Perhaps what is most surprising about She’s Come Undone, a book written about a women struggling with obesity and mental health illness who has been raped, verbally abused and abandoned is the male author. However, Lamb portrays Dolores and her struggles in a way that one would never know this. In order to understand the social reality of Dolores and her struggles, Lamb places Dolores in a less-than-idyllic situation. Abandoned by her father at an early age, teased by her peers, living with her emotionally fragile mother and traditional grandmother, struggling with a health and socially debilitating problem, Dolores understands loss and discontentment. Dolores seems socially “real” to the reader because her life is so far from perfect, and she tends to suffer from specific health and social problems that the readers could identify with. When Dolores confides in her mother about her fears of being “too fat” and “too afraid” of normal people, her mother reassures her. “You’re normal,” (133) she says to Dolores. Lamb uses such techniques as a way of projecting the struggles of obesity and mental health illness Dolores has to overcome as normal problems. The voice of Dolores resonates throughout the book in the detailed accounts of personal feelings she has regarding her struggles.

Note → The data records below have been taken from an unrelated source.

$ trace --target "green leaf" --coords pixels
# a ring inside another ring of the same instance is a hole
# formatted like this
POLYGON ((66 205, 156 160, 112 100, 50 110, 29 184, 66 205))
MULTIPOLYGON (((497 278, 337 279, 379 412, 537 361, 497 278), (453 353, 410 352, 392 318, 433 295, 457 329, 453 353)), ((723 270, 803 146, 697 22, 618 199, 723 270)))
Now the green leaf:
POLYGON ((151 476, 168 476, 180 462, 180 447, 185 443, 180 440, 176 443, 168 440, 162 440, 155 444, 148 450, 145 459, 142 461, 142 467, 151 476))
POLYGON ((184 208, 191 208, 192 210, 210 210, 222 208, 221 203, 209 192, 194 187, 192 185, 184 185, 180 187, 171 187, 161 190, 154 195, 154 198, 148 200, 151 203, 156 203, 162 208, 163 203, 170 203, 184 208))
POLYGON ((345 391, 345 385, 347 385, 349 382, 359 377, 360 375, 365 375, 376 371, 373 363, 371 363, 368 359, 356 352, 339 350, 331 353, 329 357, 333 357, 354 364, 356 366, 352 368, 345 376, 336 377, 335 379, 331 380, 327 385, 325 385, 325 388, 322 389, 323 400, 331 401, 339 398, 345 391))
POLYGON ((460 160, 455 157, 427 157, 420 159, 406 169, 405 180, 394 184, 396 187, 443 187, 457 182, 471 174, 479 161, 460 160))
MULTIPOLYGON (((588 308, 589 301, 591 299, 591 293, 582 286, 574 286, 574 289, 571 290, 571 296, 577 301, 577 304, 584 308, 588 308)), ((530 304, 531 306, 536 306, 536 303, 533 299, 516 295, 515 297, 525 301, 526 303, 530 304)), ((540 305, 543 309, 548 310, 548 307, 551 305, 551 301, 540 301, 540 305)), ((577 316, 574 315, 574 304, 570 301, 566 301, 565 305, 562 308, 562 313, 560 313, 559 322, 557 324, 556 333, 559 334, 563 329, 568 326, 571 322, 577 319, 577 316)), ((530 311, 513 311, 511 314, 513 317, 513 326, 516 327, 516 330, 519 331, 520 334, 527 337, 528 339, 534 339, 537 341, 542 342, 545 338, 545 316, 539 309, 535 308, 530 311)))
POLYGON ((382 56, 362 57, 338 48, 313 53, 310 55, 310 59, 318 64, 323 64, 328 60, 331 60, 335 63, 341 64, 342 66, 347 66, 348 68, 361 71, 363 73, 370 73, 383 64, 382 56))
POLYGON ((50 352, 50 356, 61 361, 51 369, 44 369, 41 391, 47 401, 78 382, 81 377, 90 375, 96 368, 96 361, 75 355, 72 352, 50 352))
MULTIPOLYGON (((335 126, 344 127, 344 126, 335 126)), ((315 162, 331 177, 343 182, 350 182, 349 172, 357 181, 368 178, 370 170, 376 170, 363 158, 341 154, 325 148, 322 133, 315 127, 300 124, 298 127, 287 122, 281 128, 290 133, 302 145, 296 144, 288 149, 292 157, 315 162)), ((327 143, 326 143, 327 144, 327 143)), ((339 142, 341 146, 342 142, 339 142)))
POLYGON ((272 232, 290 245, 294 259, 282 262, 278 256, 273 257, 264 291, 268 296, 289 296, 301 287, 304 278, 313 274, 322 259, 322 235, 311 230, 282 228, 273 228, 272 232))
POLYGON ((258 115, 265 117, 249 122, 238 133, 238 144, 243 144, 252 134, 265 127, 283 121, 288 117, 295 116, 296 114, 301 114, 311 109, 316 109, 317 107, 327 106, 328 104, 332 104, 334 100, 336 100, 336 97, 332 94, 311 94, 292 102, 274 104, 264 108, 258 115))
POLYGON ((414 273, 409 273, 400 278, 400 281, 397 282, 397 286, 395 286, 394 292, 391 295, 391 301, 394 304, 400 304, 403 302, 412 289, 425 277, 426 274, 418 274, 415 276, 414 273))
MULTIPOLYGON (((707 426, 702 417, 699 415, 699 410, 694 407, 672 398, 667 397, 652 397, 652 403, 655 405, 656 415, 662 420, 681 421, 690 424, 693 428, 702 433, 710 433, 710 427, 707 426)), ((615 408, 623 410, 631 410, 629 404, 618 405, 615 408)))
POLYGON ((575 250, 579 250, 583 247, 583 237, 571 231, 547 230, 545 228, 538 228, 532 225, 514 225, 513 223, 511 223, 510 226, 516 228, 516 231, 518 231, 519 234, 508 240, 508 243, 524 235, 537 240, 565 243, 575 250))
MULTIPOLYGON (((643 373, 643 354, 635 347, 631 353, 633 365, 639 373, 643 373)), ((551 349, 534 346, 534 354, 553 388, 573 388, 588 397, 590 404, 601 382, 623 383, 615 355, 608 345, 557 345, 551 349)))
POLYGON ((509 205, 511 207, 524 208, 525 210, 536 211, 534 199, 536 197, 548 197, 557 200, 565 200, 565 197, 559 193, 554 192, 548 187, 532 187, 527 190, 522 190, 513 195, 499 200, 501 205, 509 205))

Over the course of reading this book, I seemed to notice certain parallels between Dolores and myself. In the context of family, I was able to relate to Dolores, but on the complete other end of the spectrum. Suffering from bulimia, my family turned a blind eye to my detrimental health behavior, because they were afraid that it would offend me and offset the family dynamic, causing a clash between the needs of my family and my individual needs. In Dolores’s case, her mother and grandmother, aware of her obesity as a health threat physically and mentally, decided that addressing the problem could threaten their personal relationships with Dolores and further cause damage to an already unstable family dynamic. Like Dolores, behavior change has also played a vital role in improving my personal health conditions. While Dolores’s behavior change extends of a course of stages, it is ultimately a key event, a mental breakdown from the loss of her mother, the pressures of college and the questioning of her identity that motivates Dolores to change her behavior. Similarly, my reckless behavior during my adolescent years involving drugs and alcohol use went through several stages, but it was a particular event that motivated my change. These paralleling of worlds made the book extremely meaningful because I was able to relate to particular situations and the issues of behavior change in a personal context.